I think of Dennis, smiling shyly as his first ride slowed to pick him up. He’s mostly in Canada these days, exploring all the places he never got to go when he was alive. I guess seventy years fueling an unquiet highway leaves a guy with a certain longing to see the world. He’d still be down there if not for Mary. People would still be dying there, and no one would know why.
“As much as I ever can,” I say. Mary smiles sadly. Here and now, in the shadow of the Last Dance, it seems like that will have to be enough.
Book Four
True Stories
So when sunset shuts the doors of day, I start my car,
She’s a coffin and a crypt away, and that’s too far.
When I pull up beside her and say, “Wanna ride?”
Well, I know it doesn’t matter that my baby died.
Here’s a bit of advice, boy, take it as you will:
You just might find you’ve met the love of your life at night on Dead Man’s Hill.
I don’t put much stock in sunlight or in what folks say,
It doesn’t matter if my ghost-girl’s just a myth by day.
My baby’s never gone to Heaven, wouldn’t if she could,
She likes to mix her nice with naughty, likes to shake it good.
Here’s a bit of advice, boy, take it as you will:
You just might find you’ve met the love of your life at night on Dead Man’s Hill.
She was a little too bad for Heaven, she was a little too good for Hell.
They wouldn’t light the “Vacancy” sign for any of the things that were hers to sell.

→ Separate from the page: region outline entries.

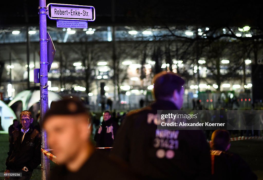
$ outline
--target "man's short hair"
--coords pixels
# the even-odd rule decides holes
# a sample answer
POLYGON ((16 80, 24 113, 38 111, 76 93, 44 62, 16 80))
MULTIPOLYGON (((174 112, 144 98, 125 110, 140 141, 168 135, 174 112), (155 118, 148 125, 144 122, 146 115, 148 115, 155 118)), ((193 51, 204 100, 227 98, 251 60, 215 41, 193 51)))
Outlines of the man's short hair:
POLYGON ((32 114, 31 112, 27 110, 22 111, 20 113, 20 119, 21 119, 22 116, 28 116, 30 119, 32 118, 32 114))
POLYGON ((153 83, 153 95, 158 99, 171 97, 175 90, 180 91, 185 81, 175 73, 163 71, 154 76, 153 83))
POLYGON ((105 111, 104 112, 103 112, 103 114, 104 114, 105 113, 109 113, 109 115, 110 115, 110 113, 109 111, 105 111))
POLYGON ((75 115, 84 114, 87 116, 89 122, 89 116, 83 102, 77 99, 64 98, 57 101, 52 101, 49 110, 44 116, 43 122, 53 115, 75 115))
POLYGON ((225 151, 230 140, 230 134, 226 130, 216 130, 212 134, 211 140, 213 149, 225 151))

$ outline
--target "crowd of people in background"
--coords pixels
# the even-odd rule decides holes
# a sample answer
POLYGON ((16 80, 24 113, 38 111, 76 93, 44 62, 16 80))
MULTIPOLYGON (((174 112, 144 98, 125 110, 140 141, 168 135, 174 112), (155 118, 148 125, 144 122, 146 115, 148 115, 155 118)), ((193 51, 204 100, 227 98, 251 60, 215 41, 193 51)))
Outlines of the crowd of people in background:
MULTIPOLYGON (((154 78, 152 104, 122 115, 105 111, 99 118, 72 97, 53 103, 43 120, 59 165, 50 179, 257 179, 247 164, 229 151, 228 131, 210 131, 209 144, 202 130, 157 128, 158 110, 181 109, 184 83, 163 71, 154 78)), ((14 121, 10 127, 5 172, 22 177, 6 180, 30 179, 41 162, 40 130, 32 126, 30 112, 20 117, 19 126, 14 121)))

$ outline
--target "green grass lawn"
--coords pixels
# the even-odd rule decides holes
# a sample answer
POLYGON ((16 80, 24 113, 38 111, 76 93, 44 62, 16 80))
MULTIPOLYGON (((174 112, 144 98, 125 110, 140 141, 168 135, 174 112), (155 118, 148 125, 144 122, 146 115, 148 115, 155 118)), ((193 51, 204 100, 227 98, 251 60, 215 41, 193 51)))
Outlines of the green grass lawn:
MULTIPOLYGON (((8 135, 0 134, 0 172, 4 172, 6 170, 6 160, 7 157, 7 152, 9 150, 9 143, 8 142, 8 135)), ((53 167, 55 164, 50 161, 50 168, 53 167)), ((41 167, 39 165, 34 170, 31 180, 41 180, 41 167)), ((3 180, 4 177, 0 177, 0 180, 3 180)))
MULTIPOLYGON (((251 169, 257 175, 258 180, 263 180, 263 140, 251 140, 231 142, 230 151, 239 154, 250 166, 251 169)), ((7 156, 9 143, 8 135, 0 134, 0 172, 4 172, 6 169, 6 160, 7 156)), ((50 162, 50 169, 55 165, 50 162)), ((41 170, 40 165, 34 170, 32 180, 41 180, 41 170)), ((0 177, 0 180, 4 178, 0 177)))

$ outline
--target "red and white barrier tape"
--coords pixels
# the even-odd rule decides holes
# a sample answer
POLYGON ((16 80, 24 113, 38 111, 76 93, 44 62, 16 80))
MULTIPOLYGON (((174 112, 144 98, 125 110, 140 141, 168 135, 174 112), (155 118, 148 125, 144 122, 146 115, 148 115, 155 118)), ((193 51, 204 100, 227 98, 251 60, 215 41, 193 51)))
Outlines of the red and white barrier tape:
POLYGON ((105 148, 95 148, 96 149, 111 149, 113 148, 113 147, 107 147, 105 148))
MULTIPOLYGON (((50 150, 50 149, 47 149, 47 150, 50 150)), ((42 148, 41 148, 41 152, 42 152, 42 153, 47 156, 47 158, 56 164, 58 164, 57 162, 57 156, 54 156, 48 151, 42 149, 42 148)))
POLYGON ((247 139, 263 139, 263 136, 239 136, 231 138, 230 138, 230 141, 235 141, 241 140, 246 140, 247 139))

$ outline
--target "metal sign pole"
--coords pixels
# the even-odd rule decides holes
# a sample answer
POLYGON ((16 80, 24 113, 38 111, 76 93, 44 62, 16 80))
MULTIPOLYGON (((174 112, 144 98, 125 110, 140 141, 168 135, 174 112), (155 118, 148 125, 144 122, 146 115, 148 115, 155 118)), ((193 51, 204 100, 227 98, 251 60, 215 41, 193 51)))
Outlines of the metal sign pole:
MULTIPOLYGON (((47 141, 47 133, 43 128, 43 120, 48 109, 47 89, 48 65, 47 38, 47 7, 45 0, 39 0, 39 36, 40 45, 40 121, 41 148, 46 150, 49 148, 47 141)), ((49 180, 50 171, 49 160, 43 153, 41 154, 42 180, 49 180)))

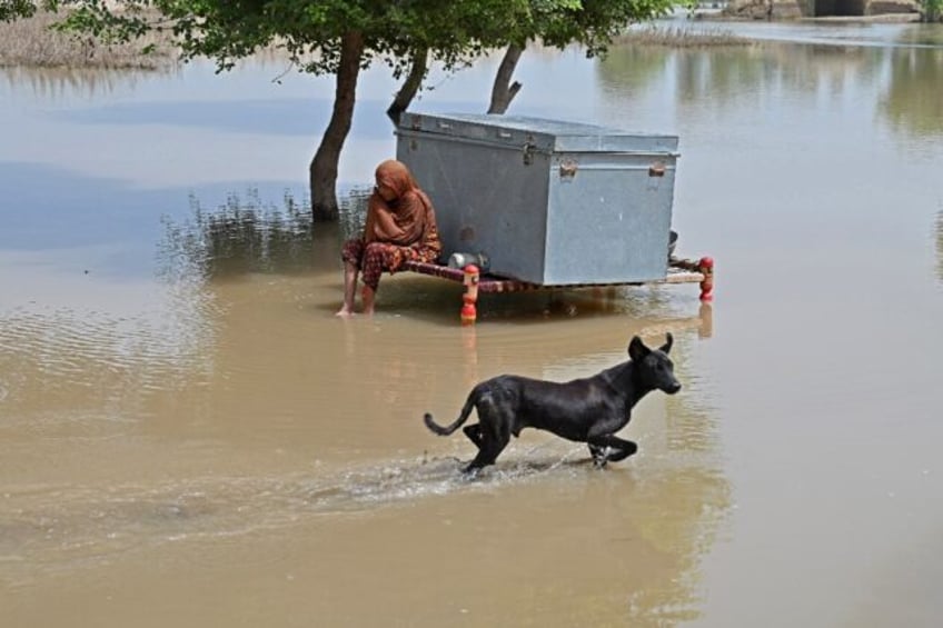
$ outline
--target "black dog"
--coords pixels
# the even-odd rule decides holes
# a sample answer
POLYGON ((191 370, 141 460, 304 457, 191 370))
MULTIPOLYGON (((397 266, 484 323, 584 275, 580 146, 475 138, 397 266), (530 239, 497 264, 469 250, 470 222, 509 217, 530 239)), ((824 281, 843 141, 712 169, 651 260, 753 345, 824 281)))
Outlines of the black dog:
POLYGON ((463 430, 478 447, 466 474, 493 465, 510 435, 517 437, 528 427, 588 443, 596 466, 604 467, 638 449, 635 442, 614 436, 628 423, 633 406, 655 389, 668 395, 681 390, 668 358, 673 341, 668 333, 661 349, 649 349, 636 336, 628 345, 631 360, 566 383, 502 375, 475 386, 451 425, 437 425, 428 412, 424 420, 435 433, 448 436, 468 420, 472 408, 477 410, 478 422, 463 430))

Well, if the afterlife won’t have her, she can still be an angel to me,
She’ll be my after-midnight graveyard girl for all eternity.
—excerpt from “Dead Man’s Hill,” by Johnny Sutton and the Sanders.
There is a tendency when looking at stories to ask, “What does this story mean? What does this story symbolize?” Endless arguments have centered on the symbolism of the Phantom Prom Date’s hair color and the style of her dress. Others ask whether her legend might be two ghost stories blended into one—the girl in the green silk gown, whose stories are usually negative, filled with blood and vengeance, and the girl begging for a ride by the side of the road, whose very presence allows the drivers who pick her up to avoid fatal accidents.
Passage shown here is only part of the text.